Bochy acknowledged he isn’t surprised the hitting numbers are so much better when Posey plays first base.

“It’s easier on the body playing first base,” Bochy said. “There’s a lot of activity at first base and you can’t drift mentally, but it is easier. … It makes sense that he probably should hit a little bit more.”

As for third base, Bochy said, “His hands, his arm, everything would work. But it would take a lot of work.”

In the meantime, Posey lifted his numbers as a catcher when he went 4 for 4 with two doubles, a homer and a walk in Thursday’s 5-3 victory over the Chicago Cubs. Earlier in the week, Giants hitting coach Hensley “Bam Bam” Meulens encouraged Posey to be more aggressive early in the count, informing him that he was hitting .488 when putting the first or second pitch into play.

[RECAP: Posey, Bumgarner power Giants past Cubs]

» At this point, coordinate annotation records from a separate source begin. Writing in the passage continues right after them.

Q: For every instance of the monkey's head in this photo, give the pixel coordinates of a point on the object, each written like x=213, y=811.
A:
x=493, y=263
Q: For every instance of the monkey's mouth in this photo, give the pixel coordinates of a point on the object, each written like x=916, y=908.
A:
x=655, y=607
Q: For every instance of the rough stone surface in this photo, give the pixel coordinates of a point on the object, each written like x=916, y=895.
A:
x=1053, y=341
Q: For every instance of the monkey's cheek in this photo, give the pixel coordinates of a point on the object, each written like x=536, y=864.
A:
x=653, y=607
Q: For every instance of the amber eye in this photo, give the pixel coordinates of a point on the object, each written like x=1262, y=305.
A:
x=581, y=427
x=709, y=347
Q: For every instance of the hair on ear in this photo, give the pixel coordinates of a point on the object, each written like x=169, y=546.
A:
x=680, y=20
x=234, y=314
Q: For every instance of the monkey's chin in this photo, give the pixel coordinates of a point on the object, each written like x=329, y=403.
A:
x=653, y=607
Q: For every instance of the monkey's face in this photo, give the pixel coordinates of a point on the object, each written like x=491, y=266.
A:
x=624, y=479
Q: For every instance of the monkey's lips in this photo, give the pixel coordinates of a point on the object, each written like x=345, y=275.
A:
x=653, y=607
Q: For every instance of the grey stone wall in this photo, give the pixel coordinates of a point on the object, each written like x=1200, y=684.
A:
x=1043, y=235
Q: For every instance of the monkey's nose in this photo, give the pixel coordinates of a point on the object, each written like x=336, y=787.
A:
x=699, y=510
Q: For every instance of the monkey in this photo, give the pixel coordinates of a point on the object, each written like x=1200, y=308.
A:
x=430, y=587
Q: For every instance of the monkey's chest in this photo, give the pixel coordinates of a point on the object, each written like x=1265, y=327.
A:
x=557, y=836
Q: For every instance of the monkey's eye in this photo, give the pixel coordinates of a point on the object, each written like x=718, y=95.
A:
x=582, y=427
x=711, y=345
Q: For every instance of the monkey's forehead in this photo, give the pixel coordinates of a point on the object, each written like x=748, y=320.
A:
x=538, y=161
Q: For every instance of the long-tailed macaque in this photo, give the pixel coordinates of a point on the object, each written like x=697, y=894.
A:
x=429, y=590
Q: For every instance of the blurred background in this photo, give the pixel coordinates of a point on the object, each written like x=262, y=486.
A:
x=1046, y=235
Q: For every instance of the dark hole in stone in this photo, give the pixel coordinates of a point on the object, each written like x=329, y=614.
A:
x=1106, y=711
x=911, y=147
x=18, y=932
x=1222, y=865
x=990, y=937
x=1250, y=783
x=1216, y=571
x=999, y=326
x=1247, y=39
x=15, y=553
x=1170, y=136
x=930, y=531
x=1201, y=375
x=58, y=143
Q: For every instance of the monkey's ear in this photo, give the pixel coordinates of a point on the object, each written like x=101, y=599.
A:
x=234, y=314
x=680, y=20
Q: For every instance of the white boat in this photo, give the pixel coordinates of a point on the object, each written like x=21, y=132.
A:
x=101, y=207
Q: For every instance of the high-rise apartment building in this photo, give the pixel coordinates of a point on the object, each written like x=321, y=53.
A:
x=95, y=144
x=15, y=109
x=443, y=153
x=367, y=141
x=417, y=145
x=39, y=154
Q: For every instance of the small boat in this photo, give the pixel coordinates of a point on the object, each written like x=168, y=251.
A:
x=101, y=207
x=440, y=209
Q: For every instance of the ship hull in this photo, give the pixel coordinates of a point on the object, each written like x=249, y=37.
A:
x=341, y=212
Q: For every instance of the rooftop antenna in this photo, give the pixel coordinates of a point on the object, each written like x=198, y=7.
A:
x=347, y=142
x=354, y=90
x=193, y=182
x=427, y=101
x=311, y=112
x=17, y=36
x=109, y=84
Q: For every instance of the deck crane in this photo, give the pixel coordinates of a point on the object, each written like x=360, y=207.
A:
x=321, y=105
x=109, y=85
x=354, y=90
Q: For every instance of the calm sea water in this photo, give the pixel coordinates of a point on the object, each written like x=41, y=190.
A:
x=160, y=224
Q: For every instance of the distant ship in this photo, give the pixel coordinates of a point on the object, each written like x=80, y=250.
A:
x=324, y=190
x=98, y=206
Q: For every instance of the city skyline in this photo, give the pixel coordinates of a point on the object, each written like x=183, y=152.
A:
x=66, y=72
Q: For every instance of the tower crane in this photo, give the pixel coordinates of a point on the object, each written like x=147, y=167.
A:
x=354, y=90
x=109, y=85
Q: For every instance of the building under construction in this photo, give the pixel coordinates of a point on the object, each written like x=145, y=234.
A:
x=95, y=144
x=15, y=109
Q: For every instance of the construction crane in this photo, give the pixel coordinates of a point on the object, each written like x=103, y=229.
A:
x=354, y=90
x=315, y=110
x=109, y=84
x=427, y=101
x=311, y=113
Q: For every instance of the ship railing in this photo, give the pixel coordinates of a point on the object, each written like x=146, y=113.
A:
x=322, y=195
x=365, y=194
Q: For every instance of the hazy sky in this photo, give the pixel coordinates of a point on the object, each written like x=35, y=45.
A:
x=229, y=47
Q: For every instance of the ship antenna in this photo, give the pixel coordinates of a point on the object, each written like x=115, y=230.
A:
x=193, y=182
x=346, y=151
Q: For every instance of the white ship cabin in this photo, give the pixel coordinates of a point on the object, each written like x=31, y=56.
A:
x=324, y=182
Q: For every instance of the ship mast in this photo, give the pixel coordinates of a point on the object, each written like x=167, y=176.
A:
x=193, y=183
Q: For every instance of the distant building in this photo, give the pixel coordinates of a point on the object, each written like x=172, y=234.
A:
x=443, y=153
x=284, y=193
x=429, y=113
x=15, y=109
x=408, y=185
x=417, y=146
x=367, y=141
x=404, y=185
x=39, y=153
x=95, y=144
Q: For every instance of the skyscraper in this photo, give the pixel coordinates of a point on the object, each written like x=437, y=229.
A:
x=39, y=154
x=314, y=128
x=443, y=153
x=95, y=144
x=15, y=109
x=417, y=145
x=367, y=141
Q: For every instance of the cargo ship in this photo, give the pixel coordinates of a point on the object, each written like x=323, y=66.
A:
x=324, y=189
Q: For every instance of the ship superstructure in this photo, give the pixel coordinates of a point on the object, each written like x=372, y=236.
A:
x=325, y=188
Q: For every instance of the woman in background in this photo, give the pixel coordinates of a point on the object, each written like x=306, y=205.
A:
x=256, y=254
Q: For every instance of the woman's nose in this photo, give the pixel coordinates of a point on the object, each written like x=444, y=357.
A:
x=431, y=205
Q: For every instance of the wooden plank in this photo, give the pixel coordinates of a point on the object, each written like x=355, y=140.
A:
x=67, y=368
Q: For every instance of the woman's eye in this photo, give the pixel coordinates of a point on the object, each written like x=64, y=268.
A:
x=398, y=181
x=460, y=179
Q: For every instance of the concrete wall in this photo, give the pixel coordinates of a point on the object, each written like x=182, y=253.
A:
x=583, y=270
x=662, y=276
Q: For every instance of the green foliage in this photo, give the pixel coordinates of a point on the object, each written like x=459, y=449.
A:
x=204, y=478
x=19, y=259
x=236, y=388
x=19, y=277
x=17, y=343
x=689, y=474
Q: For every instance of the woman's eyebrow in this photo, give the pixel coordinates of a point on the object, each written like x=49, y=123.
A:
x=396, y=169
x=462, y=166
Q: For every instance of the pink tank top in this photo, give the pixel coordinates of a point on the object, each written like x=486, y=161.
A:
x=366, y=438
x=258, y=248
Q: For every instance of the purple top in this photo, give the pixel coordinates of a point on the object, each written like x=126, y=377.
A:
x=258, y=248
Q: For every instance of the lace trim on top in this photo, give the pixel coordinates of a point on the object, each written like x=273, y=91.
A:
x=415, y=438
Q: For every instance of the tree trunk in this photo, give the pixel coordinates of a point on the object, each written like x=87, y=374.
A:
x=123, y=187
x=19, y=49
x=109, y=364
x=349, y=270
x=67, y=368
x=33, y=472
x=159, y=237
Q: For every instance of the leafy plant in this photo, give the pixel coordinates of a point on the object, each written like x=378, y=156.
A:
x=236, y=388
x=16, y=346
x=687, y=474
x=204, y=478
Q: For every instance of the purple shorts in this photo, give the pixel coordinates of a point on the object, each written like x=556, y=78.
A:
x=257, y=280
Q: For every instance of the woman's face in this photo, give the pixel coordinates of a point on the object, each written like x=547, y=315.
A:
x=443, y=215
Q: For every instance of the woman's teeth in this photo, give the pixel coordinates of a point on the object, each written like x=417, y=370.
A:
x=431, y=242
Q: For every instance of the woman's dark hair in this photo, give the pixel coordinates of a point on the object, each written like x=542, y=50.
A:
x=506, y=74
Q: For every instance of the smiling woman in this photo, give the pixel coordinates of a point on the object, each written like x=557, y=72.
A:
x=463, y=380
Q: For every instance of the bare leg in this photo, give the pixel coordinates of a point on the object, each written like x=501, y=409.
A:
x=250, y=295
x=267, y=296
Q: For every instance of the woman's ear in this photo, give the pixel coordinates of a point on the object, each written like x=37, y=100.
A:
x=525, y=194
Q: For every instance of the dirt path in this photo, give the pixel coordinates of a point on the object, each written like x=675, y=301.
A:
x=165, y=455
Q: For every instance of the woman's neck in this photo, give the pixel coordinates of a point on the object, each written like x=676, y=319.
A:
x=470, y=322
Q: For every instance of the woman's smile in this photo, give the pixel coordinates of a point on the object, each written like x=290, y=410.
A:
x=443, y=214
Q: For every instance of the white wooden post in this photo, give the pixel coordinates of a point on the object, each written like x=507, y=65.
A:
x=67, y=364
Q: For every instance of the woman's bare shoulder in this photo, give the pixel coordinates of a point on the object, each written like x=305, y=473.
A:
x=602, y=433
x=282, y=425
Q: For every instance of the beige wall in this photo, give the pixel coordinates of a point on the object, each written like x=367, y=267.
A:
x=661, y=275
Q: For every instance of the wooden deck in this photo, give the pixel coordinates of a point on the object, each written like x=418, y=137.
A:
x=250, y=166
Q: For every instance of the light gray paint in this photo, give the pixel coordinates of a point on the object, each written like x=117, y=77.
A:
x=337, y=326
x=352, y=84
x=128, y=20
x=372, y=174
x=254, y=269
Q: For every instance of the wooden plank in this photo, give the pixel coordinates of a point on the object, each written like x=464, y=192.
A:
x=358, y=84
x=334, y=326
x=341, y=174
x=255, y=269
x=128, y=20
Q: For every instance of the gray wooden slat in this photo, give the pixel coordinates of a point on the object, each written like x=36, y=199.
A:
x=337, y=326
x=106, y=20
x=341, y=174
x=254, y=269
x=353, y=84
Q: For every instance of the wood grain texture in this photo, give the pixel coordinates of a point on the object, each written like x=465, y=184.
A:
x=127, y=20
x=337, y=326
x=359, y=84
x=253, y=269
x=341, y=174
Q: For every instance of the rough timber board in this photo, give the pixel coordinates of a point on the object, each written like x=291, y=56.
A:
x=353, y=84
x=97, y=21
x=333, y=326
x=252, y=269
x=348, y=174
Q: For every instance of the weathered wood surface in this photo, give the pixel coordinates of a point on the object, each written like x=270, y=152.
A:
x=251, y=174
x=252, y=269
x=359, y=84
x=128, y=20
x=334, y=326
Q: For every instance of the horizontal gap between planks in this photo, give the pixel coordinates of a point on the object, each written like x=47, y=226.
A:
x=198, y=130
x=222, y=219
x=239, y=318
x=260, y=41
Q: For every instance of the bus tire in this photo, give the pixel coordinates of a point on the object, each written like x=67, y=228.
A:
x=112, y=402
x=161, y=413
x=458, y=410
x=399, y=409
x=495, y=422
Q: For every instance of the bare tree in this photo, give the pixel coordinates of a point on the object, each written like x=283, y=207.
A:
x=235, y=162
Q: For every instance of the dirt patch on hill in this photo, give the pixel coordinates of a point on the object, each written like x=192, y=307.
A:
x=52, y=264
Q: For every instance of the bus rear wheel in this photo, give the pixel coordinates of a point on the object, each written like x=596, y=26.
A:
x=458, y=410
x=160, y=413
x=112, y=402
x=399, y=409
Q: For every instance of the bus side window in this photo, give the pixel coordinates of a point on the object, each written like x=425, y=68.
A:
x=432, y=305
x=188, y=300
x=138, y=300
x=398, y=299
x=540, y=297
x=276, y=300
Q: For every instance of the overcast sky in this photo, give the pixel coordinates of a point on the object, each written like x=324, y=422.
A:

Although Posey is an excellent two-strike hitter and his average is well above the league baseline, it’s still .192 when a count gets to two strikes. What really sold Posey, Meulens said, was when he informed him he was hitting just .250 on a 3-1 count.

“That’s supposed to be a hitter’s count,” Meulens said. “But when he’s doing damage, he’s doing it early. Pitchers know he’s going to take. They’re not really pitching around him.”

Meulens said it’s evident to him when Posey’s sore hips are affecting his swing.

“He tells me when he feels something, but he doesn’t have to,” Meulens said. “He stops rotating through the zone. Even on his takes, you see him coming off and lifting up. So to see him feeling good, take swings like he did (Thursday), is a great sign for us.”

Meulens began working with Posey two weeks before pitchers and catchers reported to Arizona this spring. The 2012 NL MVP was determined to start the year locked in after an unproductive second half in 2013.

“He wanted to be better than he was in 2012, but with the injuries, it’s not happening,” Meulens said. “All I want to get out of him is to be Buster these last 30-something games. We need him.”